2. SHIP MOTION
SHIP MOTIONS ARE DEFINED BY THE SIX DEGREE OF FREEDOM THAT A SHIP, BOAT OR ANY
OTHER CRAFT CAN EXPERIENCE

3. TRANSLATION
HEAVE
 The linear vertical (up/down) motion.
SWAY
 The linear lateral (side-to-side) motion.
SURGE
 The linear longitudinal (front/back) motion.

4. ROTATION
ROLL
 When the vessel rotates about the longitudinal (front/back) axis.
PITCH
 When the vessel rotates about the transverse (side-to-side) axis.
YAW
 When the vessel rotates about the vertical (up-down) axis.

5. SOCIAL EFFECT OF PITCHING AND ROLLING
 At 45 degrees rolling, there is no difference between deck (floor) and
the bulkhead (wall).
 Eating was very difficult, things would spill off your plate.
 Sleeping was almost impossible.
 Always tired due to lack of sleep and fighting the motion of the ship.
 The chairs, chained to the deck, slid the several feet in either direction
in keeping with the ship’s motion.

6. CENTRE OF GRAVITY
Archimedes Principle :
‘A body floating or submerged in a fluid is buoyed up by a force equal
to the weight of the water it displaces.’
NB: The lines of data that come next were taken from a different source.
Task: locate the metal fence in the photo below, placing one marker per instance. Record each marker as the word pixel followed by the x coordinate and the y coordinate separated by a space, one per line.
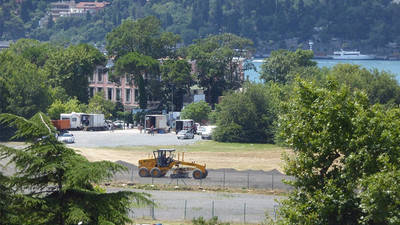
pixel 224 178
pixel 246 212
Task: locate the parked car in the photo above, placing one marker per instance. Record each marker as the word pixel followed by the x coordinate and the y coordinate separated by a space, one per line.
pixel 200 130
pixel 67 138
pixel 207 134
pixel 185 134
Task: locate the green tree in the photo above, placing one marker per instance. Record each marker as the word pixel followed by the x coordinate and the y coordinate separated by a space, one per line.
pixel 381 87
pixel 141 67
pixel 54 184
pixel 217 63
pixel 99 104
pixel 6 199
pixel 176 74
pixel 246 116
pixel 58 107
pixel 142 36
pixel 32 50
pixel 338 140
pixel 70 68
pixel 279 67
pixel 197 111
pixel 25 89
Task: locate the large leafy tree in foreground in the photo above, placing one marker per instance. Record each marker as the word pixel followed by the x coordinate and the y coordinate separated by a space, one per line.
pixel 54 185
pixel 342 145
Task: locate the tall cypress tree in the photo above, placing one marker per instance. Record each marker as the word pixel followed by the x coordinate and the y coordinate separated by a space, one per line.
pixel 54 185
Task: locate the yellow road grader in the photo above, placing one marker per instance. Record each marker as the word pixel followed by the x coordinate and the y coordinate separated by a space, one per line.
pixel 164 161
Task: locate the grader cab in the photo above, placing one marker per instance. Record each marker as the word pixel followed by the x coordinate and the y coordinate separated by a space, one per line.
pixel 164 161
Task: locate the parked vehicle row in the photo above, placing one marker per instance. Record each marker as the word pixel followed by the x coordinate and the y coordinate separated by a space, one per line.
pixel 66 137
pixel 207 133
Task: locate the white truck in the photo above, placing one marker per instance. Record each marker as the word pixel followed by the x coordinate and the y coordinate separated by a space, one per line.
pixel 159 123
pixel 187 124
pixel 86 121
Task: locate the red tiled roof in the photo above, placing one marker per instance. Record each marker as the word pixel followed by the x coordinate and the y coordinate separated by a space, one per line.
pixel 92 4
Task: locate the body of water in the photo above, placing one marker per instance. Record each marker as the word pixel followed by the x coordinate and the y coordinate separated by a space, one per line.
pixel 381 65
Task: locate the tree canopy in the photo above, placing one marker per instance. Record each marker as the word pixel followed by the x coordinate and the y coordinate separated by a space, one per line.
pixel 340 144
pixel 361 24
pixel 247 116
pixel 197 111
pixel 217 60
pixel 54 185
pixel 282 65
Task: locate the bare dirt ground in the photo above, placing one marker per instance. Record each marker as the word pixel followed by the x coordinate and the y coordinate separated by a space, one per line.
pixel 257 160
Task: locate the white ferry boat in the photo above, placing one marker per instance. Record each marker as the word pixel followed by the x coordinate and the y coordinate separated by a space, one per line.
pixel 350 55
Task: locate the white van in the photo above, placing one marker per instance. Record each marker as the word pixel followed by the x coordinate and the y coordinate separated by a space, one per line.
pixel 207 133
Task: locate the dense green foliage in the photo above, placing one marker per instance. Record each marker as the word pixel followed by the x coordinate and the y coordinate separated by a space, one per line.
pixel 367 24
pixel 218 58
pixel 198 111
pixel 341 144
pixel 282 66
pixel 247 116
pixel 178 79
pixel 54 185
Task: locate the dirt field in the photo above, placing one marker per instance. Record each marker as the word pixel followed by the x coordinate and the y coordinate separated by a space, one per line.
pixel 257 160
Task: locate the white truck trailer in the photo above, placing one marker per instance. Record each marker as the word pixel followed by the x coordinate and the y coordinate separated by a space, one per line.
pixel 159 123
pixel 87 121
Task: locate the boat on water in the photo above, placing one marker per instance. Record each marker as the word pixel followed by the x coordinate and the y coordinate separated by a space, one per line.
pixel 350 55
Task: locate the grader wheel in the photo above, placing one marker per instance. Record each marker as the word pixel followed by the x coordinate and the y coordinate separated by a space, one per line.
pixel 205 174
pixel 197 174
pixel 144 172
pixel 155 172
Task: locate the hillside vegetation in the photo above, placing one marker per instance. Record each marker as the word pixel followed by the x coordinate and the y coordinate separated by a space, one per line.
pixel 362 24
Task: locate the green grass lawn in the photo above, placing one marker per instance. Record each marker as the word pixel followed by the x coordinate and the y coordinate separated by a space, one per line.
pixel 205 146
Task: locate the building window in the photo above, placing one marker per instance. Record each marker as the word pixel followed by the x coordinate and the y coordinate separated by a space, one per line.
pixel 136 95
pixel 118 94
pixel 91 78
pixel 128 95
pixel 99 76
pixel 109 94
pixel 91 92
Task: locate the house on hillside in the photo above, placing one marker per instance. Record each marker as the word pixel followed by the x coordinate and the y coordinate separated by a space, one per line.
pixel 127 93
pixel 71 9
pixel 124 91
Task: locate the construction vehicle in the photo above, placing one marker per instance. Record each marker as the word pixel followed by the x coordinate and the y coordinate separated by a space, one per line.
pixel 164 161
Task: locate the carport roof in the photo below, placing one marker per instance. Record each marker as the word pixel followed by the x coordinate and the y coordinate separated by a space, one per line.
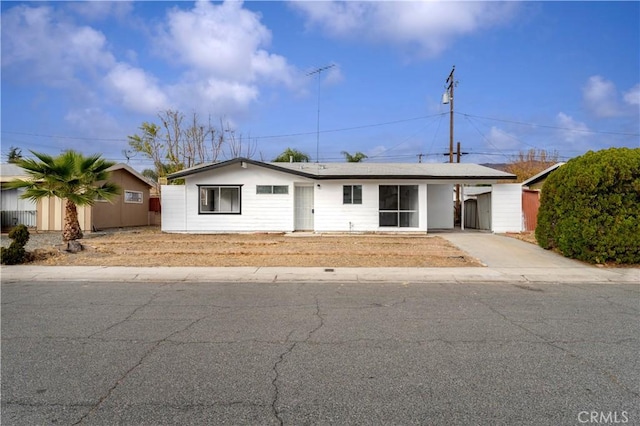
pixel 327 171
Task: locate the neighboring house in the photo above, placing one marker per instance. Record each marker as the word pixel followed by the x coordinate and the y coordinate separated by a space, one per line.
pixel 531 190
pixel 14 210
pixel 130 208
pixel 243 195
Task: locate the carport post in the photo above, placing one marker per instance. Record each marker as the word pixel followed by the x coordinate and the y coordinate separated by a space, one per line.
pixel 462 207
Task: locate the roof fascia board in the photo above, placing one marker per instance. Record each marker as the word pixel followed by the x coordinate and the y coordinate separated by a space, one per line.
pixel 213 166
pixel 313 176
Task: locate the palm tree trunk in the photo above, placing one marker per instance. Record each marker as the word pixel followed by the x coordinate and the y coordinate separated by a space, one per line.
pixel 71 230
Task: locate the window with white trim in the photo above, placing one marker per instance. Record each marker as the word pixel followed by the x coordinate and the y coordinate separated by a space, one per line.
pixel 352 194
pixel 272 189
pixel 219 199
pixel 133 197
pixel 398 206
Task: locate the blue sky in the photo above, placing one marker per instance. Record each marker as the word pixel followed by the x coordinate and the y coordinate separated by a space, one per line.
pixel 559 76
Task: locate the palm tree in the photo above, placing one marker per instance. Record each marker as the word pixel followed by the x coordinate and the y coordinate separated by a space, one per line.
pixel 355 158
pixel 14 155
pixel 289 153
pixel 71 177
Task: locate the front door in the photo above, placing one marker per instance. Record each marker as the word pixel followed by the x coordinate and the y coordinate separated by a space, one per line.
pixel 303 208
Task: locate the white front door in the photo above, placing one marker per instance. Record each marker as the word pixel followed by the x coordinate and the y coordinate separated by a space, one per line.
pixel 303 208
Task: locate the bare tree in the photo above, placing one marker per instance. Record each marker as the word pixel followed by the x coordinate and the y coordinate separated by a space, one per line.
pixel 174 145
pixel 527 164
pixel 239 146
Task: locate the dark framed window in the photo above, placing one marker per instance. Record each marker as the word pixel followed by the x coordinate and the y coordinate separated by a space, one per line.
pixel 220 199
pixel 352 194
pixel 272 189
pixel 398 206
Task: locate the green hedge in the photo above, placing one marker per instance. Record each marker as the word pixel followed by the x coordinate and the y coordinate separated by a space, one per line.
pixel 590 207
pixel 15 253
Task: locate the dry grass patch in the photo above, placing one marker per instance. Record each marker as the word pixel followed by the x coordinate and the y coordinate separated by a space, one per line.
pixel 154 248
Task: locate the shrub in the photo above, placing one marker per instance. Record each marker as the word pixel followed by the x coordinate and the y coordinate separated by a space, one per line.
pixel 15 253
pixel 590 207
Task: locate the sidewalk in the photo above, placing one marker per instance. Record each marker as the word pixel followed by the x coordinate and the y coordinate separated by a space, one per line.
pixel 506 260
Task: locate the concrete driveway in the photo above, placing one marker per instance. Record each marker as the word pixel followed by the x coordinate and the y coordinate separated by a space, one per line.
pixel 499 251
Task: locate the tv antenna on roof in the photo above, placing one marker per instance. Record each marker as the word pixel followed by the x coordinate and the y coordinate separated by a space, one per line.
pixel 319 71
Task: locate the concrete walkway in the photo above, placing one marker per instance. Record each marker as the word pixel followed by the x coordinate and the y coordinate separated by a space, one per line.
pixel 506 259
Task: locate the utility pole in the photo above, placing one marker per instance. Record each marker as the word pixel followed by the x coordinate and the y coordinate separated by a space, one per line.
pixel 319 71
pixel 447 98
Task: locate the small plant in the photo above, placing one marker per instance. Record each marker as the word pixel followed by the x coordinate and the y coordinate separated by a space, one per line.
pixel 15 253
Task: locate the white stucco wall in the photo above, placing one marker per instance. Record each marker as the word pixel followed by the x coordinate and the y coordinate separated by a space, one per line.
pixel 173 208
pixel 506 207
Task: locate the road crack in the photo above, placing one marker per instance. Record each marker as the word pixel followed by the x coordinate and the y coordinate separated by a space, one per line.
pixel 274 403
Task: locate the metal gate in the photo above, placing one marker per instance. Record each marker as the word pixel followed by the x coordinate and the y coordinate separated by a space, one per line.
pixel 530 205
pixel 303 208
7. Centre of gravity (G) : all gravity forces as one force acting downward
through ship’s geometric centre.
Centre of buoyancy (B) : all buoyancy forces as one force acting upward
through underwater geometric centre.
Metacentre point (M) : a point where an imaginary vertical line (through the
centre of buoyancy) intersects another
imaginary vertical line (through a new centre of
buoyancy) created after the ship is displaced, or
tilted, in the water.

8.  Metacentre remains directly above the centre of buoyancy regardless of
the tilt of the floating ship.
 When a ship tilts,
 One side displaces more water than the other side.
 The centre of buoyancy moves and is no longer directly under the centre
of gravity.
The transverse metacentre (M) is used when transverse incinations (heel
and list) are considered.
The longitudinal metacentre (M) is used when longitudinal inclinations
(trim) are considered.
Metacentre Height (G M) is the distance between the centre of gravity and
the metacentre.

9. STABILITY AT SMALL ANGLE
 Transverse stability
The vessel’s weight and the force of buoyancy must be equal for the
vessel to float.
If the forces are not on the same vertical line they will form a couple.
A righting couple being formed when the vessel is heeled by the external
force.
The moment of statical stability :
W x G Z (unit : tonnes/metres)

10. CHANGING THE RELATIVES POSITIONS OF B, G & M
There are 3 condition of equilibrium:
 Stable equilibrium
 Neutral equilibrium
 Unstable equilibrium

11. STABLE EQUILIBRIUM
 G M is positive.
 G is below M.
 When external forces are removed vessel will roll back to the initial
upright position.
 The external forces could be due to wind or waves.

12. NEUTRAL EQUILIBRIUM
 K G = K M.
 G M = 0.
 If rolling happened, the ship cannot back to the origin.

13. UNSTABLE EQUILIBRIUM
 G is above M
 The ship will capsize if unstable equilibrium occurs.

14. LAUNCHING
 Involves transferring the ship’s weight from the blocks that have
supported it during construction to the launch ways.
 Launching from a building berth may be endwise, sidewise, or by in-
place floatation.
 Launching from a building dock is performed by flooding the dock to
the depth required to the float the ship.
 Tugs are needed to control the ship after entry into the water.

15. EXAMPLE OF LAUNCHING
 Marine Railways
A cradle of wood or steel on rollers. The ship is placed on the cradle and hauled
out along a fixed inclined track. This process is usually limited to ships
less than 5000 tons.
 Graving Dock
An excavation in the ground that can be flooded when a caisson (gate) is opened.
Once flooded, the ship is floated in, the caisson closed, and the water is pumped
out of the excavation.
 Floating Dry Dock
A structure with sealed wing walls between which the ship is positioned. Water is
pumped out of the wing walls to raise the ship clear of the water line. Water is
pumped back into the wing walls to lower the ship back into the water.